• Kino
  • Mapa
  • Ogłoszenia
  • Forum
  • Komunikacja
  • Raport

Pod opiekę psychologa po kontroli biletów

Patryk Szczerba
3 lutego 2013 (artykuł sprzed 11 lat) 
Monitoring w autobusach ma służyć rozstrzyganiu spornych sytuacji, jednak nie zawsze jest sprawny. Monitoring w autobusach ma służyć rozstrzyganiu spornych sytuacji, jednak nie zawsze jest sprawny.

Czy kontrolerzy w gdyńskim ZKM zastraszali i nękali kilkunastoletnią pasażerkę wypisując jej mandat, mimo tego, że posiadała skasowany bilet? Matka dziewczyny nie ma co do tego wątpliwości, podobnie jak świadkowie podróżujący tym samym autobusem. Sporu nie rozstrzygnie zapis monitoringu, który został skasowany.



Czy bywasz świadkiem kłótni pasażerów z kontrolerami?

Do zdarzenia doszło we wrześniu 2012 roku.

- Do autobusu nr 187 przy kortach tenisowych w Sopocie wsiadła moja kilkunastoletnia córka i kupiła karnet. Bilety niezwłocznie skasowała. Na kolejnym przystanku do autobusu weszli kontrolerzy. Jeden z nich stwierdził, że bilet został skasowany za późno i wypisał mandat, którego córka nie przyjęła. Inni pasażerowie, oburzeni całą sytuacją, interweniowali, bo dokładnie widzieli, że córka skasowała bilet niezwłocznie po zakupie - opowiada Marzena Dąbrowska, czytelniczka, która zgłosiła się z tą sprawą do naszej redakcji.

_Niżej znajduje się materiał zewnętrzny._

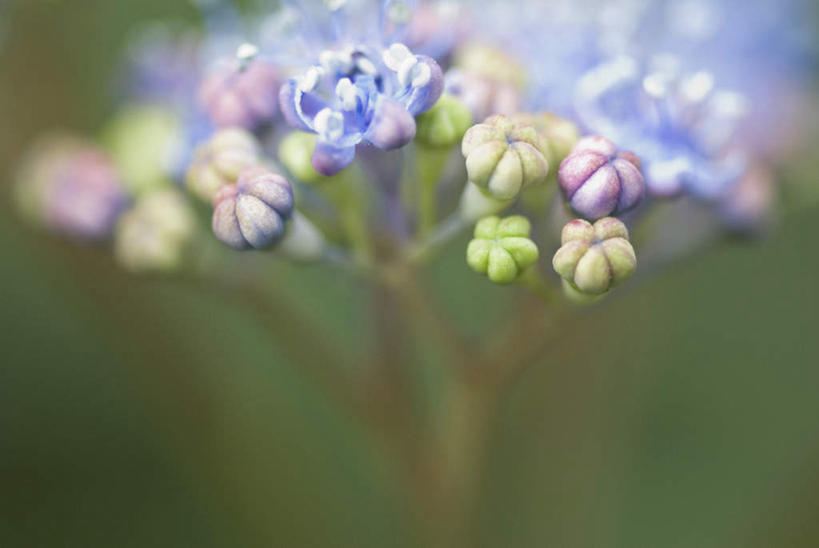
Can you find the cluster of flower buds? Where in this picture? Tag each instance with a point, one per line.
(424, 105)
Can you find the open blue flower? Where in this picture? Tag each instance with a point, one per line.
(681, 124)
(359, 94)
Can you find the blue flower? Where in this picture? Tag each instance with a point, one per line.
(681, 124)
(360, 94)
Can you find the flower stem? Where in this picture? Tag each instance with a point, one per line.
(345, 193)
(430, 165)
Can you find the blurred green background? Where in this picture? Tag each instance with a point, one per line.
(137, 412)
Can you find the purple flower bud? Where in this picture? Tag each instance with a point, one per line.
(253, 212)
(72, 188)
(748, 206)
(220, 160)
(240, 94)
(392, 125)
(598, 180)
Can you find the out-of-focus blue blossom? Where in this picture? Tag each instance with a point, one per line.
(163, 65)
(681, 124)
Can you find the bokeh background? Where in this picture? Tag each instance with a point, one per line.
(142, 412)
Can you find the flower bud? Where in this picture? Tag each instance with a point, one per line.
(253, 212)
(502, 249)
(295, 154)
(595, 258)
(748, 207)
(153, 236)
(597, 180)
(219, 162)
(240, 93)
(561, 135)
(444, 124)
(503, 157)
(71, 187)
(145, 145)
(487, 81)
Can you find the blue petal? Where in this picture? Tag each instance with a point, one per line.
(328, 158)
(421, 99)
(299, 108)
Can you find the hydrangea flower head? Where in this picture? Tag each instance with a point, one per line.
(681, 123)
(360, 93)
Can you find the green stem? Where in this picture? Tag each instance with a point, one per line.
(443, 234)
(345, 193)
(431, 164)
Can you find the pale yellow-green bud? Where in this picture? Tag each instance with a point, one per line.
(595, 258)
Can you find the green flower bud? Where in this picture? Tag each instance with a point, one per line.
(489, 62)
(502, 249)
(219, 161)
(145, 143)
(475, 204)
(561, 135)
(153, 236)
(503, 157)
(444, 124)
(574, 295)
(295, 154)
(595, 258)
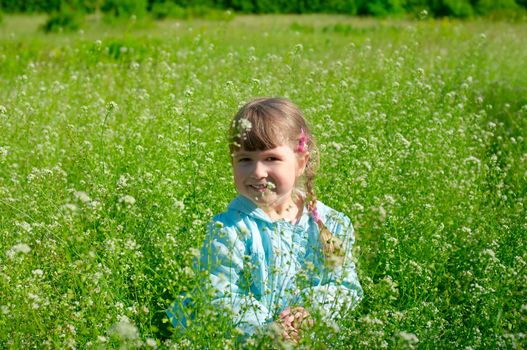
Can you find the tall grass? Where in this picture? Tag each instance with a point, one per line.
(113, 158)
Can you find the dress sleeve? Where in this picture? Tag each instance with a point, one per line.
(337, 290)
(223, 257)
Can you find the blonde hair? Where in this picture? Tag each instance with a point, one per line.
(266, 123)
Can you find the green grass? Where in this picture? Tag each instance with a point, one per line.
(422, 130)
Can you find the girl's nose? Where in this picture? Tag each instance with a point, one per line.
(259, 170)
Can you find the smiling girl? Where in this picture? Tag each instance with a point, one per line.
(277, 255)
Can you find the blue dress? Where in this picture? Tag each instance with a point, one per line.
(259, 267)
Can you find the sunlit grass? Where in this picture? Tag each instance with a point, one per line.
(113, 158)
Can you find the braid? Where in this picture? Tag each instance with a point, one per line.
(331, 245)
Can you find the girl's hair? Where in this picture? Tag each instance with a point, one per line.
(266, 123)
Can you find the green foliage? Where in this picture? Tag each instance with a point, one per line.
(172, 10)
(459, 8)
(113, 158)
(125, 8)
(64, 20)
(382, 7)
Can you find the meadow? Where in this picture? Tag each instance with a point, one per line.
(113, 158)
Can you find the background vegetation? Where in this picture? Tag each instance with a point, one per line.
(438, 8)
(113, 158)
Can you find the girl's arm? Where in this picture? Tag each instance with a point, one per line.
(338, 289)
(222, 256)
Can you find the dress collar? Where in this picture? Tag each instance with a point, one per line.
(248, 207)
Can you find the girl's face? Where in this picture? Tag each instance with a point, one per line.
(268, 177)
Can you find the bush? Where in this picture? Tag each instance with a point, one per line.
(382, 7)
(125, 8)
(172, 10)
(64, 20)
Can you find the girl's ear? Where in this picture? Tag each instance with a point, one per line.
(303, 159)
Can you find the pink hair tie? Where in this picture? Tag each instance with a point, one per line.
(302, 142)
(316, 215)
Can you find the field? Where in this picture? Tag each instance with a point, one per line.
(113, 157)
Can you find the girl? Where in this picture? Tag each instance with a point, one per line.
(277, 255)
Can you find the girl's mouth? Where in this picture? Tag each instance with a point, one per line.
(259, 188)
(263, 187)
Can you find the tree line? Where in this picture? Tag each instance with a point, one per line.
(167, 8)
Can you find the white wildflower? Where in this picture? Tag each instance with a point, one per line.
(244, 126)
(127, 199)
(151, 343)
(37, 272)
(125, 329)
(409, 338)
(82, 196)
(18, 248)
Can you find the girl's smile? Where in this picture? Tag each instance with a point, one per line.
(268, 177)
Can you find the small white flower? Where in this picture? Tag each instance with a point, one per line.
(82, 196)
(37, 272)
(151, 343)
(409, 338)
(18, 248)
(127, 199)
(125, 329)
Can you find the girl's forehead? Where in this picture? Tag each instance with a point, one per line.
(277, 149)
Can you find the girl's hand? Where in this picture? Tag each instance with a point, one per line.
(293, 320)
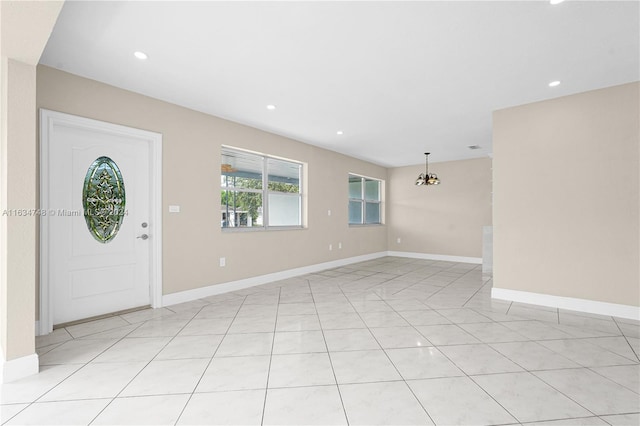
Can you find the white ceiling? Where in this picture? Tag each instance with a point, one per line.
(398, 78)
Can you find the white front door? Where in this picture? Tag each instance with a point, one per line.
(99, 220)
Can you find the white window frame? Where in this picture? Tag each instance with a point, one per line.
(363, 200)
(265, 191)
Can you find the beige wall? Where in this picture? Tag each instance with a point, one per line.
(566, 185)
(19, 232)
(446, 219)
(192, 240)
(25, 28)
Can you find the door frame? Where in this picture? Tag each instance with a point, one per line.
(50, 118)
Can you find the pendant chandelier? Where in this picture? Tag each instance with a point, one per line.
(427, 178)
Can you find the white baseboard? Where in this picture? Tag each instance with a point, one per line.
(18, 368)
(427, 256)
(212, 290)
(570, 303)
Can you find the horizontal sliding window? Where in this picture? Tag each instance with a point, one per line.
(259, 191)
(365, 203)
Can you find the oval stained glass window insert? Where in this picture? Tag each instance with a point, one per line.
(103, 199)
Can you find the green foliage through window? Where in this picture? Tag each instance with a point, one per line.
(244, 200)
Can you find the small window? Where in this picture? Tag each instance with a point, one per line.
(364, 201)
(258, 191)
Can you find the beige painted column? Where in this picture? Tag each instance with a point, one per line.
(25, 28)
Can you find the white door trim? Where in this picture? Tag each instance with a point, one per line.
(47, 120)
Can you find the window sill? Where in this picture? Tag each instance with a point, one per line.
(262, 229)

Nie powiodły się próby pozyskania zapisu monitoringu, który powinien zostać zabezpieczony przez okres 30 dni. Okazało się, że taśma... została skasowana.

- Utwierdziło mnie w przekonaniu, że całe zajście to nie wymysł córki, ale bezprawie i przemoc emocjonalna. Złożyłam doniesienie do prokuratury o popełnieniu przestępstwa. Nie zostały podjęte żadne czynności. Córka do teraz boi się jeździć autobusem. Sama zawsze idzie pieszo. Przez kilkanaście tygodni była dodatkowo pod opieką psychologa - wyjaśnia czytelniczka.

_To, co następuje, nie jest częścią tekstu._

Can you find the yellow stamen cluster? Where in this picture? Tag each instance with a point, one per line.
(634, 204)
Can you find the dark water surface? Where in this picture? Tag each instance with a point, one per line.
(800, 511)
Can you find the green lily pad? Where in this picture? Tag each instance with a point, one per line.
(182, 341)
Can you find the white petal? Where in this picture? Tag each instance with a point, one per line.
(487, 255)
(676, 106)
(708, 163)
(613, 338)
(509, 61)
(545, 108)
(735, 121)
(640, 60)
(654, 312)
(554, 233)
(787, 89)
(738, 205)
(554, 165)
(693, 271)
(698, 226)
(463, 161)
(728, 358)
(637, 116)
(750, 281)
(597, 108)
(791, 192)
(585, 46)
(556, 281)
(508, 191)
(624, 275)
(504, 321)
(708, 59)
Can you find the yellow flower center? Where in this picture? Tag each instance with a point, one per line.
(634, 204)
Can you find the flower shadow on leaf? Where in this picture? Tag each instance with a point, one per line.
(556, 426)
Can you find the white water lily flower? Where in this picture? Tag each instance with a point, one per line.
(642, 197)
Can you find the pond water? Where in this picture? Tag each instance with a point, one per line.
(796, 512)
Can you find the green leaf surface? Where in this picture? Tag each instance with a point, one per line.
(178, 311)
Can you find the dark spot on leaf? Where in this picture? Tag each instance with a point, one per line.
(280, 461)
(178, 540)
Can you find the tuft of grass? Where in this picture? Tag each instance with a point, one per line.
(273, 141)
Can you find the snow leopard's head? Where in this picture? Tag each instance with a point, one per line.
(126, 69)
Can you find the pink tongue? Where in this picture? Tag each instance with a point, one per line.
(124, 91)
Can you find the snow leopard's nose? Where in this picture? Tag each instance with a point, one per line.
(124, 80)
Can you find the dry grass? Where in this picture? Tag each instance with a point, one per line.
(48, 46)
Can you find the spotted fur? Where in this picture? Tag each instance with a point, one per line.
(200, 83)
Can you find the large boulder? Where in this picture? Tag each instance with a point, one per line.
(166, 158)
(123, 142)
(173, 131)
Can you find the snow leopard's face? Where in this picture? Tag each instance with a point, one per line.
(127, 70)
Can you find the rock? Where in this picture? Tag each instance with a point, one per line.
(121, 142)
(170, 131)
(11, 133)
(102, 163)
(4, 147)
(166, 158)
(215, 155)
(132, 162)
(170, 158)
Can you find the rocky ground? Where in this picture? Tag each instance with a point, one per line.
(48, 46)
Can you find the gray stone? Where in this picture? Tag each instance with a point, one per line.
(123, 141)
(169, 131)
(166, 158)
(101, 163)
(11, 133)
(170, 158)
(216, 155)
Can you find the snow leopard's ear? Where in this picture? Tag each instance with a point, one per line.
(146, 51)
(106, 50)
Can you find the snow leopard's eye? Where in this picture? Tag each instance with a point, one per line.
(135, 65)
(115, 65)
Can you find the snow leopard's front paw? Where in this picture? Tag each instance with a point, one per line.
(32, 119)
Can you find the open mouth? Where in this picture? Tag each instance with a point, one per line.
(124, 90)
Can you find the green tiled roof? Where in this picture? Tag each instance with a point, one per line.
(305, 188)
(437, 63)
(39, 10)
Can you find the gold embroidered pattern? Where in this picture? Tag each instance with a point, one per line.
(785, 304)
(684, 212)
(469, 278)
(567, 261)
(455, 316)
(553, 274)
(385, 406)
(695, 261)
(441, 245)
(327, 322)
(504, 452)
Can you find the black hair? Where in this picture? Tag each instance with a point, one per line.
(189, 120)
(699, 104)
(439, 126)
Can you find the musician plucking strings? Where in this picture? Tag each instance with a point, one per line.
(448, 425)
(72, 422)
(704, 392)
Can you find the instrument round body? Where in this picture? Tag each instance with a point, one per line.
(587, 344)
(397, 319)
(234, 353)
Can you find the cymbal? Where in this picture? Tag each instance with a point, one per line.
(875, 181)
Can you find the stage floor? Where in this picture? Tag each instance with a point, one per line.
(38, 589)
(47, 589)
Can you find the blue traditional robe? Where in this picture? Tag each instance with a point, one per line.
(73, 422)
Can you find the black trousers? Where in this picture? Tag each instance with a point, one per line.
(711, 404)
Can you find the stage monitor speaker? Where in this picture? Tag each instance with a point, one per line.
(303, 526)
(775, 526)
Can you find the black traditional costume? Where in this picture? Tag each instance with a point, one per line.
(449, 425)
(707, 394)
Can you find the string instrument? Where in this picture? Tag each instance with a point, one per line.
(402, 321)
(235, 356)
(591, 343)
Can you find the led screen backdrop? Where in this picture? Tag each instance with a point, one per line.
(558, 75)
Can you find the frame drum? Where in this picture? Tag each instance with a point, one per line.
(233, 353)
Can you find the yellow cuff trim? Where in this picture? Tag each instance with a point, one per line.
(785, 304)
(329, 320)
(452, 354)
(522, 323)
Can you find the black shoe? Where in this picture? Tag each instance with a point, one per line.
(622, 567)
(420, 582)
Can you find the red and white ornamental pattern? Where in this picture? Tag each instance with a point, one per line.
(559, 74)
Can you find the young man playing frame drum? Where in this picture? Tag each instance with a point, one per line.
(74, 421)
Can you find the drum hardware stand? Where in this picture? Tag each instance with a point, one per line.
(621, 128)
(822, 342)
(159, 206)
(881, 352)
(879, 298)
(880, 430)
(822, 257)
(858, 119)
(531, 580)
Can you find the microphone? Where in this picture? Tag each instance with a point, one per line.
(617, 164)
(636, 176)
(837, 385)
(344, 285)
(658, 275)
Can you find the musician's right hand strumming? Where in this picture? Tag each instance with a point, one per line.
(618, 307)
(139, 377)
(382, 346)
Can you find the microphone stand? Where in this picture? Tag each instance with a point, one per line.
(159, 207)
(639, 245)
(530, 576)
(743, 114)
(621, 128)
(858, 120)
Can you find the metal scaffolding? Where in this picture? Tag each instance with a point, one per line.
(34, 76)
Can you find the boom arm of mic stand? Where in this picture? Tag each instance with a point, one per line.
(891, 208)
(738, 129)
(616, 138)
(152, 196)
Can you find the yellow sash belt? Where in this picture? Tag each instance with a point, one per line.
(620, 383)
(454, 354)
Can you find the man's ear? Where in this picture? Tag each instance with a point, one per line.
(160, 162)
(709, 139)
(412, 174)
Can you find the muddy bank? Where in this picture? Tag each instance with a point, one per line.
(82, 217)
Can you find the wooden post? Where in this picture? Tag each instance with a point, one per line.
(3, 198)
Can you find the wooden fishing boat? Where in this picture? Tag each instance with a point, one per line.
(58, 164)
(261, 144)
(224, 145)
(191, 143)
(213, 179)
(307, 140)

Wersja kontrolera odbiega od prezentowanej przez córkę pani Marzeny. Bilet miał zostać skasowany zbyt późno, w momencie kiedy rozpoczęła się już kontrola. Mandat, po skardze, która trafiła m.in. do prezydenta Gdyni oraz wyjaśnieniach pracownika został ostatecznie anulowany.

Dlaczego monitoring nie zadziałał? Zdaniem pracowników ZKM uszkodzone urządzenia, za które odpowiadają firmy przewozowe, to rzadkość.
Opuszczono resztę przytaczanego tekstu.